The board of AWI Group (the "Company") hereby agrees and establishes the Audit & Risks (ARC) committee of the board (the "Committee"), with all the powers and duties set forth in these Regulations and subsequent resolutions of the board. Certain capitalized or uncapitalized terms used but not defined in these regulations have the meanings given to them in the charter of the board. The Audit & Risks Committee is a committee of the Board.
The board establishes the Committee to assist the board in overseeing the: (1) the integrity of internal controls and financial reporting; (2) the qualification and independence of the company's external auditor; (3) the performance of the company's internal audit function and of its external auditor; (4) the company’s compliance with legal and regulatory requirement; (5) the quality and integrity of the accounting, auditing and reporting practices of the company and such other duties as directed by the company’s board, and (6) prepares Audit & Risks Committee report to the board annually.

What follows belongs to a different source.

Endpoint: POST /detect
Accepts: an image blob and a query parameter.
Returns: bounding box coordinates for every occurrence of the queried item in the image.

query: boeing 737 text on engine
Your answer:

The audit & risks committee may undertake such investigations as the audit & risks committee deems necessary to carry out its duties. The Committee may request and obtain whatever information it requires from any employee of the company. All employees of the company must promptly provide all requested information to the audit & risks committee and must cooperate fully in any audit & risks committee investigations. The Committee may require company management and employees to prepare written reports or to participate in Committee meetings in order for them to provide information or advice to the Committee.
The audit & risks committee may obtain external independent advice and assistance as they deem advisable, including professional advice regarding accounting, audit and internal controls; legal and regulatory matters; and corporate governance. The audit & risks committee may retain and compensate such professional service providers at the expense of the company.
Each member of the Committee will always act in an impartial, independent and objective manner, in the best interests of the company and in accordance with the company's articles of association, charters and by-laws. If a Committee member becomes aware that s/he has, or may have, a potential conflict of interest (as further described in the board charter), s/he shall fully disclose such conflict or potential conflict to the board and shall recuse himself from the Committee's consideration of such matter.
The Committee, by itself or with the assistance of outside advisors, will annually assess its effectiveness in performing its duties. Such annual assessment will include recommendations of the Committee for improvements in this charter and in the conduct of the Committee's activities. A report of the audit & risks committee's effectiveness will be prepared for delivery to the board and the annual general assembly. The results of the annual assessment will also be presented by the Committee's chairman at a meeting of the board and the board will adopt, reject or modify the recommendations of the Committee.
The Committee will provide the board with reports as provided in this Committee charter, as the board may request or as the Committee decides appropriate. In any case, the Committee will provide the board and the annual general assembly with an annual report of its activities, including the results of the annual review of the Committee's effectiveness.
The costs of operation of the Committee, including costs associated with the contracting of professional advisors to the Committee shall be evaluated and authorized by the board on an annual basis, and in no event will be subject to the evaluation and approval of the company's management.
The Committee will meet as often as necessary. The Committee shall meet at least quarterly. Meetings may be conducted in person or via teleconference.
Meetings may be called at the initiative of the Committee's chairman or upon written request to the chairman signed by two Committee members. The day, time and place of each quarterly meeting shall be set out in the Committee's annual calendar of activities. The chairman shall notify the members of the Committee of the day, time and place of any additional meetings of the Committee at least five business days in advance. The chairman will arrange for members of the Committee to receive an agenda and required background materials at least five business days prior to any meeting. A quorum for Committee meetings will require the presence (in person or via teleconference) of the chairman and at least one other member of the Committee.
The Committee will meet at least once each year with each of the external auditor, the company’s CFO and the company’s legal counsel, in each case in the absence of company management and any other employees of the company:
Minutes must be drawn up for every meeting of the Committee. The minutes will be signed by the chairman of the Committee and the minute taker and then will be added to the company’s records. Each member of the Committee shall receive a copy of the minutes at least five days before the next meeting of the Committee.
The Board Secretary will fulfil the role of Secretary to the Audit & Risk Committee. The Secretary will assist the Chair develop and distribute committee agendas, papers, minutes, and calendar.
The Secretary will ensure the agenda and supporting papers for each meeting are circulated at least one week before the meeting. Minutes must be approved by the Chair and circulated within two weeks of the meeting to each member.
The minutes will be ratified by members in attendance/discussion and signed by the Committee Chair.
The Committee Chair is to report to the Board following each meeting of the Committee. The manner of reporting may be by distribution of a copy of the minutes of the meeting supplemented by other written information if necessary, including any recommendations requiring Board action and/or approval.